Rule number 7 would price you out of 85% of the market. I have my own rule and thats never pay more than 10Y average PE. In other words my rule number & is never pay above blue line in Fastgraphs. That way I can own stocks like Pepsi and still make double digit returns. Or companies like ADP, LVMH, Google and so on.
Hi Chuck, great video! Does FastGraphs automatically adjust to the current average yield of high grade corporate bonds or is the 1962 value (4.4) used?
After seeing the many, many companies you have plotted on your FASTgraphs, it appears you end up profitable if you bought when the price was below 15PE (13PE in few cases) period. Even better when the downtrend flattened or reversed. A quick scan of debt levels (coverage ratio), gross margins, free cash flows, and ROIC should add to the confidence investing in it. Of course, this assumes their future earnings is not in jeopardy. To simplified?

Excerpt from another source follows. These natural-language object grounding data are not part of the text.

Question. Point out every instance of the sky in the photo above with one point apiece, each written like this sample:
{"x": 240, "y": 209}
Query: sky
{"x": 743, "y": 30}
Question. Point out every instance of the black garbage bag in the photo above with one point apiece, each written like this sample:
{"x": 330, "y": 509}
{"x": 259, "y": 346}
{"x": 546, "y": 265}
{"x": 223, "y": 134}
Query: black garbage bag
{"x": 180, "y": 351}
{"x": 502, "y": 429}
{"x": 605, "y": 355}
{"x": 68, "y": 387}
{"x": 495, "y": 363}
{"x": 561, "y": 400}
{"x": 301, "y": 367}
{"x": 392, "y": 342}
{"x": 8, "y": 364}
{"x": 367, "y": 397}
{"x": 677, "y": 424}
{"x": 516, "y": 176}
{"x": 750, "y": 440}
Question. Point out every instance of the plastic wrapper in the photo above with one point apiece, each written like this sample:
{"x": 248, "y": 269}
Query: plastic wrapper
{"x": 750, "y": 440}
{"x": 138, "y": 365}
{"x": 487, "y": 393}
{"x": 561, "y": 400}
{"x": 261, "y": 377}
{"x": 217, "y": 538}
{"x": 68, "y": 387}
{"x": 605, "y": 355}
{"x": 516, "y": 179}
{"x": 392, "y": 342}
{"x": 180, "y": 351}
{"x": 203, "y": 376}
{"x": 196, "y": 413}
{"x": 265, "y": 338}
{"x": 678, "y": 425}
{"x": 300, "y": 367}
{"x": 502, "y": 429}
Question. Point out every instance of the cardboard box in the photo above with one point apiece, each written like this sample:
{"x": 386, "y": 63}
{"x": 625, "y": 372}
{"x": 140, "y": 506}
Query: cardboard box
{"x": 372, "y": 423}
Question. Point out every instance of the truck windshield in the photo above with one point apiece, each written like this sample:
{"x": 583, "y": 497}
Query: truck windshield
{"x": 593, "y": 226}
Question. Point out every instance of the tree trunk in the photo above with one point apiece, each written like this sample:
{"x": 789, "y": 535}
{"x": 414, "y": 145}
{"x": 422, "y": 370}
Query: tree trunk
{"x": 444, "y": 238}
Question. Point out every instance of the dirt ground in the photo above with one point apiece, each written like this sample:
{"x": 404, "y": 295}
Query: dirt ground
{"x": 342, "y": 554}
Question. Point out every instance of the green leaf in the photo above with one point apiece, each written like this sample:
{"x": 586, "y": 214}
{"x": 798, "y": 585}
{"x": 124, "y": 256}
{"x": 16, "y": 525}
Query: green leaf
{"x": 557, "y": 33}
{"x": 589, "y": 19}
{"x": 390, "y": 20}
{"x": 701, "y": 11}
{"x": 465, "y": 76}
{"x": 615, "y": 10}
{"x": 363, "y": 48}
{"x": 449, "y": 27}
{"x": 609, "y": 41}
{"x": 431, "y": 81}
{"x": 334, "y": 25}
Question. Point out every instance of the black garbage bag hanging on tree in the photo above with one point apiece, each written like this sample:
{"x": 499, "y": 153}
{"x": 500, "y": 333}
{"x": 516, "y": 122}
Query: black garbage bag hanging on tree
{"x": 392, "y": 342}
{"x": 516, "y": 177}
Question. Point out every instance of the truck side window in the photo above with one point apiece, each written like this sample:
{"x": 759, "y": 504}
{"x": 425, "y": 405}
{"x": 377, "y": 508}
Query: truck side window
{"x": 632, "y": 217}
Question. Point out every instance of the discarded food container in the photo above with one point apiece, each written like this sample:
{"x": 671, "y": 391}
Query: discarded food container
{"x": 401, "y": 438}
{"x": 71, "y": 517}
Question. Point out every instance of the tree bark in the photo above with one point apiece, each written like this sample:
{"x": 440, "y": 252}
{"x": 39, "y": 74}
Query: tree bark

No not to simplified, it is that simple. However, your last sentence requires comprehensive research and due diligence that our tool helps you conduct efficiently. More importantly, there is no substitute for doing your research. Regards, Chuck
Let me put it this way, the real estate is worth significantly more than the total enterprise value of the common stock. But more to the point, MPW was never a buy, it was a speculation and that hasn't changed. If you got the stomach, go for it, if not invest in something more solid and less speculative. Regards, Chuck
I hope people got out of MPW before Steward hit the fan. I bailed a year ago with a small gain. I don't follow Carnevale, but I hope he told you guys to see this dog.